Ele saiu e subiu as escadas com os livros contra o peito, sentindo o coração acelerar. Na sala, Felipe voltou aos documentos, mas o maxilar continuava travado.

(Noite – setembro de 2009)

O gabinete cheirava a couro e mofo, como tudo em Rancho da Serra que sobrevivia ao tempo. As paredes estavam forradas com diplomas, fotos de campanhas passadas e um crucifixo torto sobre a estante. Amadeu Cabalero repousava atrás de uma mesa de madeira maciça, tomando conhaque sem gelo, enquanto escutava Maurício Krazinsck, recém-chegado do Rio, com um sorriso cínico no rosto e uma pasta de documentos em mãos.

— O PAC abriu uma brecha boa — dizia Maurício, folheando os papéis. — Recursos federais, investimento em infraestrutura. Mas se a cidade não der sinal verde logo, eles vão pra Tangará da Serra ou pra alguma zona agrícola no Sul de Minas.

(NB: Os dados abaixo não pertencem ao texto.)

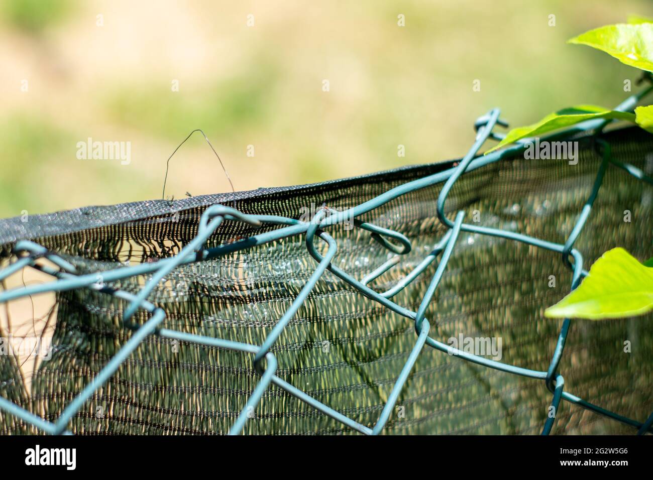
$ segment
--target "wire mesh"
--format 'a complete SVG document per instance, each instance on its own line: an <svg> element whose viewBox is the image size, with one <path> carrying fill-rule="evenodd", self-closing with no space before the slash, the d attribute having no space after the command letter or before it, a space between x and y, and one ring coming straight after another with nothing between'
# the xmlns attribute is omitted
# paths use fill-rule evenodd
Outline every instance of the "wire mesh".
<svg viewBox="0 0 653 480"><path fill-rule="evenodd" d="M647 93L650 89L633 96L618 108L621 110L632 109L641 97ZM500 134L494 131L498 123L503 123L499 116L499 110L495 109L477 121L475 126L477 135L473 145L465 157L451 168L441 169L417 180L398 185L351 208L339 211L328 205L323 205L311 212L310 219L300 219L264 213L246 214L236 208L221 204L208 206L202 212L199 221L195 223L195 230L189 229L184 232L187 238L183 242L183 245L180 250L165 258L157 259L156 261L146 261L136 266L121 266L108 270L102 269L98 266L97 270L93 271L92 268L89 270L88 265L85 269L80 268L78 265L76 265L74 257L57 253L56 249L46 248L29 240L18 240L12 242L11 247L16 255L16 260L0 271L0 280L27 266L52 276L56 280L3 291L0 293L0 303L48 292L62 294L65 292L90 291L116 299L126 306L122 311L121 320L118 327L124 328L129 334L126 334L124 342L121 343L115 353L94 375L91 381L74 395L62 396L65 405L56 418L44 417L37 414L33 409L31 411L3 396L0 396L0 409L20 419L26 424L33 426L40 431L52 434L71 433L71 422L74 418L82 415L83 407L89 400L96 398L99 390L119 368L129 368L129 366L125 367L125 365L128 365L129 359L139 347L146 345L153 337L157 337L166 341L236 352L241 355L240 362L244 362L247 357L252 359L251 364L258 375L258 381L255 385L251 385L246 403L240 408L240 413L236 416L229 430L230 434L238 434L244 431L247 421L253 417L253 412L266 392L270 392L272 385L347 428L365 434L378 434L382 432L388 424L402 390L407 382L412 378L411 372L413 372L416 362L423 356L425 346L443 354L455 356L457 359L456 361L476 364L501 372L530 379L534 381L541 381L550 394L550 409L547 412L552 412L546 415L541 428L541 433L543 434L548 434L552 431L556 418L555 413L558 411L563 400L631 427L639 434L653 432L653 414L643 421L639 421L616 411L604 409L565 390L565 380L559 367L565 351L565 344L569 334L571 324L569 319L565 319L562 323L553 354L548 360L548 367L546 369L528 368L490 359L439 342L431 334L433 330L433 319L430 321L427 319L427 313L432 306L434 297L441 285L452 255L457 249L464 247L461 245L462 232L467 232L473 236L470 237L471 239L505 240L515 242L516 245L526 246L529 249L542 249L560 255L562 264L571 272L571 288L573 289L587 274L587 272L583 270L583 256L574 246L584 227L588 221L591 221L592 208L605 178L606 172L609 169L618 168L624 170L620 174L630 175L643 184L653 185L653 180L641 168L613 157L611 142L603 133L603 129L607 124L605 122L588 122L562 134L549 137L551 139L569 139L574 138L573 136L579 133L590 132L588 136L585 136L584 141L592 142L594 150L601 159L597 171L594 172L594 184L587 200L581 211L576 216L573 228L564 242L552 242L520 233L514 229L481 225L473 221L468 223L465 220L469 217L469 213L455 207L453 209L454 215L451 218L450 216L447 216L447 214L448 211L452 211L447 200L451 192L459 185L458 182L461 177L470 175L471 172L483 174L484 169L511 156L514 157L515 155L521 154L525 148L526 144L522 142L487 155L477 155L479 150L488 138L502 138ZM492 174L491 171L488 174L490 182ZM379 293L370 285L395 268L402 257L411 252L416 252L413 242L407 235L396 230L379 226L377 225L379 222L368 221L366 215L374 212L381 206L387 206L415 192L440 184L442 184L442 187L436 202L430 202L425 208L435 207L439 225L443 227L440 231L441 234L432 249L420 259L412 270L407 272L403 278L397 280L385 291ZM518 185L515 185L515 188L518 188ZM474 192L470 191L462 192L460 195L464 197L465 195L473 194ZM234 205L237 204L236 199ZM340 266L342 263L336 263L334 260L336 253L339 252L339 245L336 238L330 234L330 229L347 222L353 226L357 238L368 235L388 253L387 261L372 271L367 272L360 280L346 268L342 268ZM255 233L255 229L262 225L266 225L268 229L262 233ZM163 222L162 225L165 225ZM212 242L212 236L219 231L221 225L223 228L232 231L229 236L233 236L220 245L210 246L209 243ZM157 306L157 289L169 281L173 272L179 272L183 268L192 268L193 265L199 263L224 258L235 253L246 251L248 249L274 244L284 239L297 236L304 239L304 248L315 262L315 266L310 274L306 274L300 288L298 287L298 291L290 301L289 306L285 309L278 320L272 323L262 342L254 343L234 341L229 338L183 331L183 328L173 329L163 326L167 315L169 316L175 312L167 312ZM166 246L164 246L162 248L165 249ZM168 249L174 251L174 249ZM39 263L38 261L42 258L46 259L52 264L46 265ZM272 263L275 261L274 258L270 260ZM432 272L430 280L424 281L424 272L432 272L434 267L435 270ZM187 273L192 273L192 270L185 271ZM290 328L289 326L292 325L300 309L306 308L307 300L314 293L316 285L323 281L327 274L333 276L338 279L338 281L343 282L357 295L365 297L374 305L375 308L387 310L404 319L404 321L407 320L415 332L415 340L410 349L399 355L401 368L398 369L398 374L392 378L387 379L391 387L384 398L380 411L372 410L372 413L376 417L372 423L365 424L355 420L353 416L347 415L346 411L338 411L321 402L316 398L317 395L309 394L299 386L284 379L284 375L279 371L279 364L274 353L278 346L278 341L284 332ZM411 284L420 281L424 281L424 288L420 291L421 296L417 299L413 298L413 301L410 302L417 308L407 307L399 301L393 300L400 296L400 293L407 291ZM528 281L528 280L526 281ZM173 290L174 288L173 285ZM263 295L264 295L264 289L263 290ZM401 298L406 299L406 296ZM59 298L59 301L61 301L61 298ZM243 301L255 302L246 299ZM99 349L98 353L103 351L100 348L101 346L97 346ZM99 359L102 360L101 357ZM48 377L46 376L41 381L48 381ZM52 379L50 379L50 381L52 381ZM5 392L9 391L7 389L8 388L5 385ZM12 394L14 398L22 398L20 392L14 392ZM513 411L511 414L518 413ZM183 426L181 426L180 431L183 431ZM215 428L215 425L210 422L204 426Z"/></svg>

Amadeu encostou-se na cadeira, desconfiado:

— E o senhor quer trazer isso pra cá... por altruísmo?

— Rancho da Serra é a cidade natal da minha família. — disse Maurício, em tom ensaiado. — Acho que chegou a hora de retribuir. Criar empregos, asfaltar aquela linha de trem abandonada, transformar o centro histórico em ponto turístico de verdade.

Amadeu ergueu as sobrancelhas.

— Parece bonito no papel. Mas isso tudo vem com contrapartida, imagino.

Maurício sorriu mais largo.

— Nada que um bom entendimento entre famílias não resolva. Seu nome ainda é muito forte por aqui. E... meu filho tem falado muito da sua filha. Úrsula, não é?

Amadeu ficou em silêncio por um instante.

— São adolescentes. Frequentam a mesma escola. Amigos, talvez.

— Pedro se sente bem aqui. Disse que Úrsula é inteligente, decidida. Meu filho mudou muito depois que a conheceu. — Maurício fez uma pausa medida. — Dois jovens promissores, sabe? Às vezes... alianças começam assim. Com amizade.

O prefeito girou o copo de conhaque nas mãos.

— Eu conheço esse jogo, Maurício. E sei quando alguém tá colocando as peças no tabuleiro.

— E sabe jogar também — devolveu o deputado, rindo.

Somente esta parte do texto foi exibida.